Si è aperta una crepa profonda nel cuore del Nordest che mette in gioco la tenuta del consenso verso il Pdl con ripercussioni diffusive su tutta l’area padana”.

Anche qui, procediamo per gradi. Smontando le menzogne di Scalfari.

Primo: come segnalano tutti – dicasi tuttii sondaggi, il trend ascendente del Partito democratico, s´è interrotto.

Lo rileva, ad esempio e fra i tanti, Renato Mannheimer (un tempo, extraparlamentare di sinistra).

In un suo articolo apparso oggi sul Corriere della Sera (pagine 8 e 9), in cui si legge quanto segue:

“Più che la differenza precisa, dunque, è importante osservare il trenddi ascesa o di discesa – delle diverse forze politiche man mano che si sviluppa la loro campagna elettorale”.

“Analizzandolo, si rileva il vero dato significativo di questi ultimi giorni: l´andamento di recupero della coalizione guidata da Veltroni, manifestatosi nelle scorse settimane, sembra essersi – non possiamo sapere se temporaneamente o definitivamente – arrestato“.

“Le rilevazioni più recenti di tutte le società  di sondaggio segnalano infatti un lieve calo. Si tratta di differenze minime, dell´ordine dello 0,5%, ma significativamente presenti nei dati pubblicati da tutti gli istituti, nessuno escluso“.

Chiaro il concetto?

Mannheimer – che è un esperto di sondaggi -, afferma che tutti gli istituti demoscopici, rilevano come il trend ascendente del Partito democratico si sia fermato. Ma Scalfari dice l´esatto contrario!

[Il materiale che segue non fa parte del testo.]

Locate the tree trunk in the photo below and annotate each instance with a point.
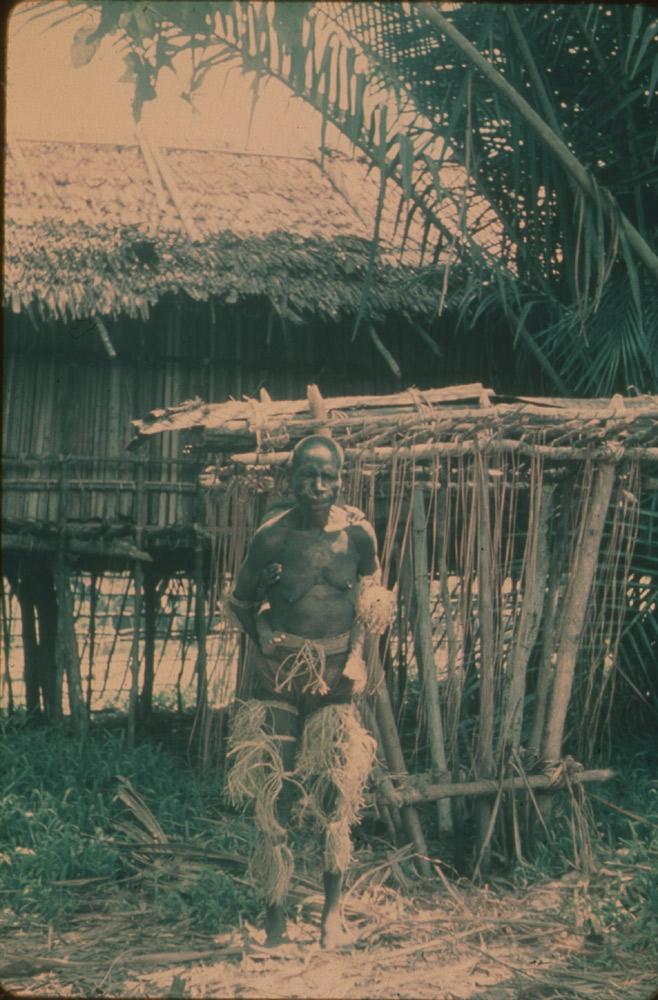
(577, 600)
(395, 758)
(200, 629)
(30, 646)
(67, 645)
(425, 653)
(487, 655)
(46, 601)
(150, 610)
(535, 560)
(133, 702)
(549, 620)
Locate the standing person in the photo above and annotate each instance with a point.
(300, 730)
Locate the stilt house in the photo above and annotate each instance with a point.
(139, 277)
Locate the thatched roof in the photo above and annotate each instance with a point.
(98, 228)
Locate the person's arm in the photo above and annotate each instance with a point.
(368, 566)
(246, 597)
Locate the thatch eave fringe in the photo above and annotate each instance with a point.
(420, 426)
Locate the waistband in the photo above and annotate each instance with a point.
(329, 644)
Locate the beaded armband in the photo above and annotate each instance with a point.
(375, 605)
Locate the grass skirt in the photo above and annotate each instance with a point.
(333, 764)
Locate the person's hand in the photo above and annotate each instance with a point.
(268, 639)
(356, 671)
(270, 575)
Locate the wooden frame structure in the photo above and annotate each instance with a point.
(501, 524)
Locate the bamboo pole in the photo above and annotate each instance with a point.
(536, 559)
(200, 627)
(604, 452)
(549, 619)
(454, 632)
(425, 652)
(577, 600)
(395, 759)
(66, 658)
(484, 752)
(381, 778)
(46, 602)
(92, 640)
(407, 795)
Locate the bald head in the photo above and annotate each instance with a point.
(316, 466)
(313, 443)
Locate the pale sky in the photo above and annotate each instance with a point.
(48, 98)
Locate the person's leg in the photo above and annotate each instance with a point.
(262, 747)
(335, 759)
(331, 924)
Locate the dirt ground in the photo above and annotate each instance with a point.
(452, 943)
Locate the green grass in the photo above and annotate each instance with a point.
(58, 810)
(617, 901)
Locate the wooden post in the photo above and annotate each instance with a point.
(382, 779)
(536, 560)
(138, 578)
(66, 656)
(549, 619)
(6, 645)
(577, 600)
(425, 653)
(395, 758)
(200, 625)
(487, 654)
(317, 408)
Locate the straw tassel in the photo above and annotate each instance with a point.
(271, 868)
(335, 759)
(256, 771)
(375, 605)
(309, 662)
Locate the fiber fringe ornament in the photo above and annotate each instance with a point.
(256, 771)
(375, 605)
(307, 664)
(334, 761)
(271, 868)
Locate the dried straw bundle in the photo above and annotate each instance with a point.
(271, 868)
(375, 605)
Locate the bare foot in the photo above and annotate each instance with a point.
(332, 934)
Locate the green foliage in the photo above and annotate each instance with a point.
(312, 278)
(59, 842)
(616, 900)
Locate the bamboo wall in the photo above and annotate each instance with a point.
(64, 397)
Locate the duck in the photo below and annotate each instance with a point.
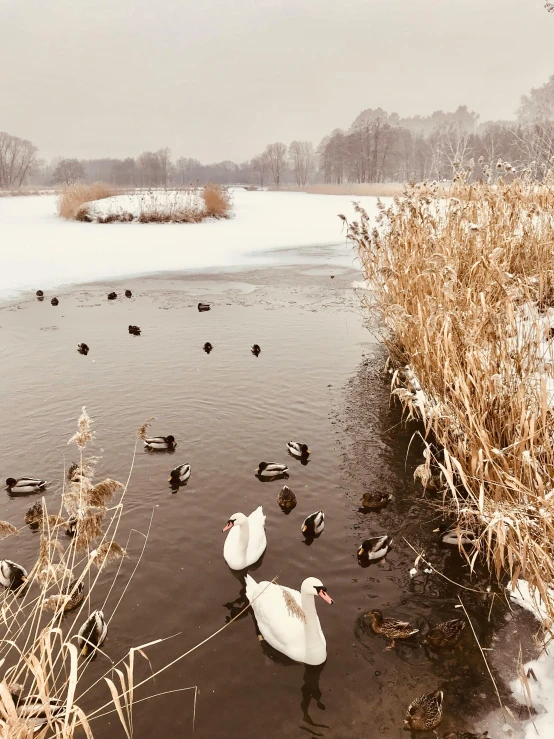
(390, 628)
(12, 575)
(375, 500)
(271, 469)
(425, 712)
(25, 484)
(92, 634)
(287, 618)
(298, 450)
(313, 524)
(375, 548)
(246, 540)
(160, 442)
(286, 498)
(446, 634)
(180, 474)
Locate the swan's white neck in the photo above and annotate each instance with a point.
(244, 535)
(312, 628)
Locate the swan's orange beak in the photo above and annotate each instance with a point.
(326, 597)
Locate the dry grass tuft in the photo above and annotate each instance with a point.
(74, 196)
(217, 200)
(463, 285)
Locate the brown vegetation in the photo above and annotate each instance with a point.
(462, 285)
(77, 194)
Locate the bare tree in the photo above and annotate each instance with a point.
(68, 171)
(302, 158)
(18, 159)
(277, 158)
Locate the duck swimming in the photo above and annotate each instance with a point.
(246, 540)
(298, 450)
(425, 712)
(271, 469)
(160, 442)
(12, 575)
(286, 498)
(390, 628)
(25, 485)
(375, 548)
(446, 634)
(313, 524)
(180, 474)
(375, 500)
(288, 620)
(92, 634)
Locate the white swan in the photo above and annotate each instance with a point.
(288, 619)
(245, 542)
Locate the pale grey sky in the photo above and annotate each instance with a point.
(219, 79)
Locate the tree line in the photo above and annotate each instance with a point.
(378, 147)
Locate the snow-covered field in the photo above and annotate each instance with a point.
(40, 250)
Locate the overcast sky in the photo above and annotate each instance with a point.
(219, 79)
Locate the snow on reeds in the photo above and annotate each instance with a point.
(75, 195)
(465, 287)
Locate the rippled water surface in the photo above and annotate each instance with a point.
(318, 379)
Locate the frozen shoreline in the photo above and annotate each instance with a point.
(39, 250)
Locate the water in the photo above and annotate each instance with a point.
(319, 379)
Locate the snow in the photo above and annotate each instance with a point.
(39, 250)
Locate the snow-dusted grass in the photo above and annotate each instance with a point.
(40, 250)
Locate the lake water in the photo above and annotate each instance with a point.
(318, 379)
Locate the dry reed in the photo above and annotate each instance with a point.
(73, 197)
(464, 286)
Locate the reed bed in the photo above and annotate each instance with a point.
(464, 286)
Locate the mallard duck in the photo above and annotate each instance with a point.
(313, 524)
(390, 628)
(425, 712)
(12, 575)
(446, 634)
(286, 498)
(375, 500)
(375, 548)
(25, 485)
(92, 633)
(160, 442)
(298, 450)
(271, 469)
(180, 474)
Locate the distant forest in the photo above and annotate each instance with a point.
(378, 147)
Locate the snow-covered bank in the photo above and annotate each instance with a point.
(40, 250)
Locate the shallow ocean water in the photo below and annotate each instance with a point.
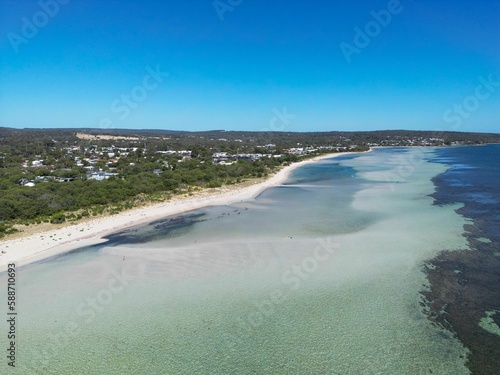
(319, 276)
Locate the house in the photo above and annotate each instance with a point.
(100, 176)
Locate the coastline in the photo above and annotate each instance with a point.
(43, 245)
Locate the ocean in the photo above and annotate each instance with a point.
(384, 262)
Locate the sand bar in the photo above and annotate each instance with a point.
(43, 245)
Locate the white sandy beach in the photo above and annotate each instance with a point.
(43, 245)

Non solo. Aggiunge anche un´altra cosa, Mannheimer: significativa soprattutto se si tiene conto che è mutata nel giro d 2/3 giorni.

Mi riferisco alla differenza esistente – parliamo ovviamente di intenzioni di voto – tra il Popolo della Libertà  e il Partito democratico.

Mentre, infatti, fino a 2/3 giorni fa, secondo Mannheimer il Pdl conduceva le “danze”, con un vantaggio di 6/7 punti; adesso Mannheimer – sempre sul Corriere della Sera di oggi -, postula che il divario sia aumentato a favore di Berlusconi.

Ecco cosa afferma:

“Le ultime rilevazioni suggeriscono comunque un vantaggio per il Cavaliere oscillante tra il 7 e il 10%“.

Rendo?

Scalfari, dunque e com´è sua abitudine, ha scritto menzogne.

Ma proseguiamo.

L´ex antisemita ci racconta che il Pdl starebbe perdendo consensi a beneficio del Pd, nel Nord Est.

Ohibò!

Di fregnacce ne abbiamo sentite tante, ma quest´ultima è la più divertente.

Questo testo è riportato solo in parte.